As Iran moves into its second week of unrest stemming from the flawed presidential election, the neoconservatives are still hammering away on President Obama for not being more forceful in defending the rights of the protesters. Paul Wolfowitz, Charles Krauthammer, Michael Gerson, et al. are trying to portray Obama as a calculating, disinterested, inhumane, inadequate defender of the free world by failing to “harshly criticiz[e] the regime thugs on motorbikes for breaking the heads of women and youth during protests…condemning Internet censorship and the arrest of dissidents.”
To be clear, the president from the start said that this election was about Iran, and only once it became clear that repression and violence were being carried out at the behest of the regime did he state that, electoral struggles aside, Iran as a civilized nation must respect the rights of its citizens. Here is the White House statement issued yesterday:
We mourn each and every innocent life that is lost. We call on the Iranian government to stop all violent and unjust actions against its own people. The universal rights to assembly and free speech must be respected, and the United States stands with all who seek to exercise those rights.
As I said in Cairo, suppressing ideas never succeeds in making them go away. The Iranian people will ultimately judge the actions of their own government. If the Iranian government seeks the respect of the international community, it must respect the dignity of its own people and govern through consent, not coercion.
I suppose that Obama could have called Iran “evil” as George W. Bush did with Iran, North Korea, and Iraq; or as Ronald Reagan did with the Soviet Union. Or he could have equated the Iranian government as siding “with the terrorists”, as Bush phrased the terms of engagement after 9/11. Despite Gerson’s snarky characterization of “President Obama’s snail-mail response to Iran’s Twitter revolution”, Obama can see the many shades of gray between the two caricatures of “good” (i.e. the protestors) and “evil” (the government). Ahmadinejad has wide support—perhaps even majority support—across the country, and if that be the case, why would we want to acknowledge as sovereign a political movement that seemingly has no desire (yet) to topple the regime?
Many Arab countries are already suspicious of our presence in the Middle East, from our military bases near Saudi Arabian holy sites to the occupation of Iraq. If we admit that Iran is in revolution, we acknowledge that the opposition protesters are worthy of military assistance and recognition as a body politic. It is way too early—and too reckless—to assume that the protesters in Iran want a new government, when they only appear to be asking that their current government live up to its responsibilities of transparency and accountability.

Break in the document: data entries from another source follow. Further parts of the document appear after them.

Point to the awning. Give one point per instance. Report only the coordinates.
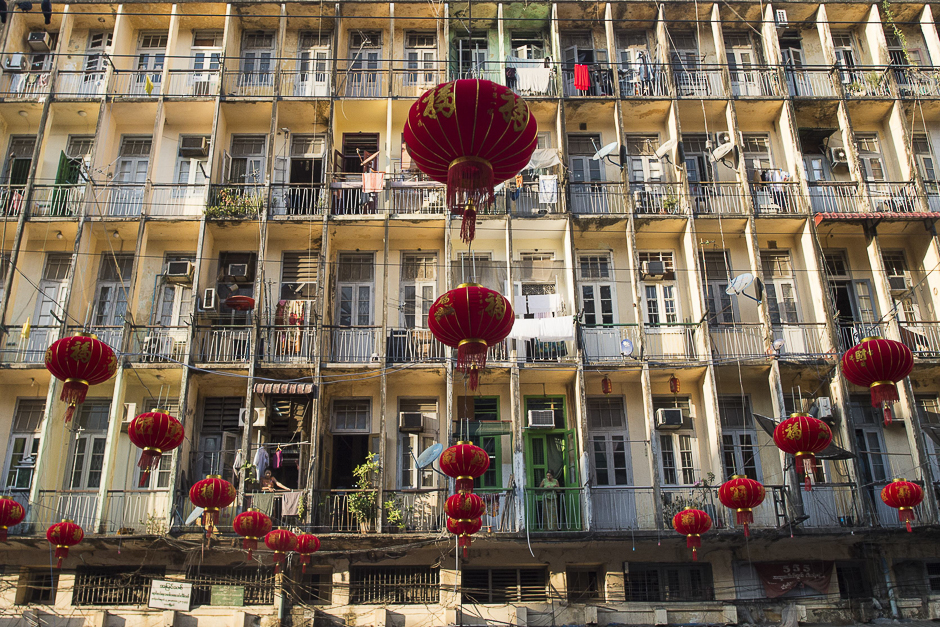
(296, 389)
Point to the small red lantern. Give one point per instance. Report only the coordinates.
(471, 135)
(64, 535)
(463, 528)
(878, 364)
(471, 318)
(307, 545)
(212, 494)
(281, 541)
(803, 436)
(692, 523)
(904, 496)
(156, 433)
(464, 462)
(80, 361)
(253, 525)
(742, 495)
(11, 513)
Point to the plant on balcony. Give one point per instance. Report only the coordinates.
(230, 202)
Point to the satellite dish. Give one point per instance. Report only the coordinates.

Gerson also claims that “diplomatic engagement, after a successful repression would not only be difficult but shameful….How could Obama or Hillary Clinton or anyone else shake the bloody hands and walk the bloody streets on the way to some meeting in Tehran?” Yes, how could a representative of the United States ever legitimately normalize relations with an abusive authoritarian regime…?

How can any Republican claim—after the Bush administration’s support of corrupt and militant Pakistani general Pervez Musharraf, Hamid Karzai’s deference of authority to warlords in Afghanistan, and his soulful glance into Vladimir Putin’s eyes—that Obama is putting politics before principle? And the net doesn’t even have to be cast that far: negligence of the residents of New Orleans, ideological hirings and firings at the Justice Department, domestic wiretapping, torture at Guantanamo, failure to expand children’s health insurance, etc. are all the trappings of a presidency that valued political expediency over the obligations of a government to its people.
Iran is situated in a fishbowl for all the world to watch. As much as we might be tempted to intervene politically or militarily, we can’t be a crutch to either side because it could be interpreted as an act of war. Unless the unthinkable happens—anarchy, genocide—the Iranian government must either pacify or crush the rebellion, or bow out due to the pressure of public opinion. It’s our position to advocate principle, not politics; and the president has done exactly that.